Genau dort beginnt Auferstehung im Alltag.
Jesus hat den Menschen kein fernes Himmelreich verkauft.
Er hat sie an die unmittelbare Nähe Gottes erinnert.
Er hat Würde berührt.
Er hat Herzen geöffnet.
Er hat Menschen aufgerichtet, die sich verloren, schuldig, klein oder ausgeschlossen fühlten.
Er hat sie erinnert: Das Reich Gottes ist nah. Das Heilige ist gegenwärtig.
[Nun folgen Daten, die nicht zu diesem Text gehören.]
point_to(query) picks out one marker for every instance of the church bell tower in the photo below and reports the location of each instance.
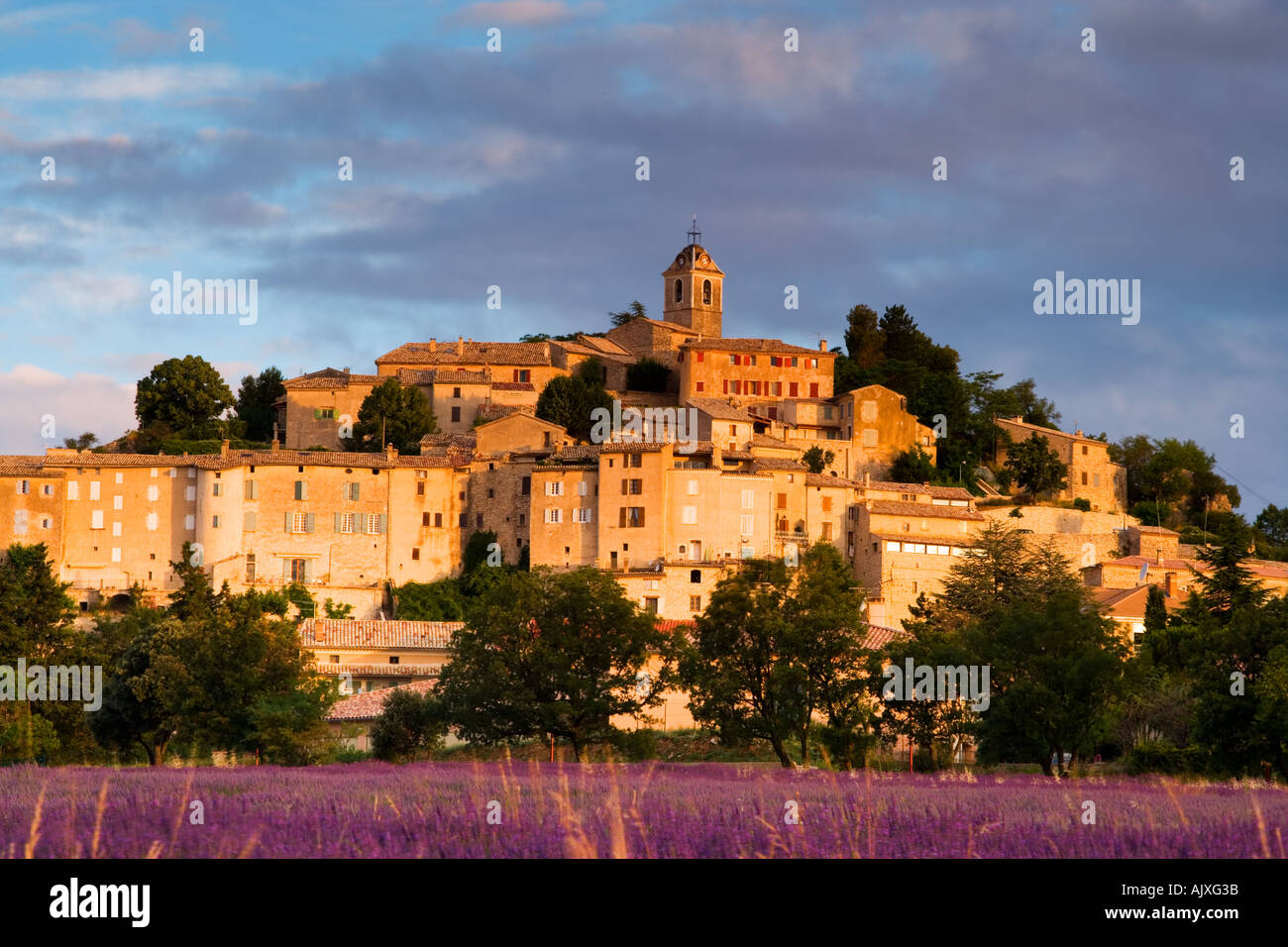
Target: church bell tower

Das Leben ruft dich jetzt.
Diese Botschaft ist heute lebendig wie eh und je.
Du musst dich nicht länger klein halten.
Du musst dich nicht länger über andere stellen.
Du musst keine Rolle spielen, um geliebt zu sein.
Du darfst dich erinnern.
Du darfst dich aufrichten.
Du darfst dich wieder als Mensch erkennen.
Du darfst den anderen wieder als Schwester, als Bruder erkennen.
Stell dir vor, was geschieht, wenn immer mehr Menschen aus dieser Erinnerung heraus leben.
Dann verändert sich Familie.
Dann verändert sich Schule.
Dann verändert sich Führung.
Dann verändert sich Arbeit.
Dann verändert sich Politik.
Dann verändert sich Kirche.
Dann verändert sich Gesellschaft.
Denn wer das göttliche Leben in sich selbst spürt, begegnet auch dem anderen mit anderen Augen.
Dann erscheint kein Mensch mehr als bloße Funktion.
Dann wird kein Kind mehr klein gemacht.
Dann verliert Macht ihren Glanz.
Dann gewinnt Wahrhaftigkeit an Kraft.
Dann wächst eine neue Kultur: klar, menschlich, lebendig, würdevoll.
Genau dafür ist die Zeit reif.
Ostern ist ein Fest der Erinnerung.
Ein Fest der inneren Aufrichtung.
Ein Fest der Rückkehr ins lebendige Herz.
Ein Fest der Menschlichkeit.
Ein Fest der göttlichen Würde in jedem einzelnen Menschen.
Heute kannst du dich neu sehen.
Heute kannst du den Menschen neben dir neu sehen.
Heute kannst du das alte Bild von oben und unten aus deinem Bewusstsein entlassen.
Heute kannst du dich wieder dem Leben anvertrauen, das in dir atmet und leuchtet.
Du bist keine Randfigur im Universum.
Du bist lebendiger Ausdruck des Göttlichen.
Du bist Tochter.
Du bist Sohn.
Du bist Familie.
Du bist gemeint.
Und der Mensch, dem du heute begegnest, ist es auch.
Darum lass uns einander neu begegnen.
Mit offenem Blick.
Mit aufgerichtetem Herzen.
Mit Klarheit.
Mit Sanftheit.
Mit Mut.
Mit der stillen Gewissheit, dass in uns allen dasselbe heilige Leben wohnt.
Der Stachel der Hierarchie darf gehen.
Die Wunde darf heilen.
Die Würde darf wieder atmen.
Die Liebe darf wieder führen.
Heute ist Ostersonntag.
Heute feiert das Leben seine Rückkehr ins Bewusstsein.
Heute ruft dich das Göttliche in dir beim Namen.
Heute ist ein guter Tag, dich wieder zu entdecken.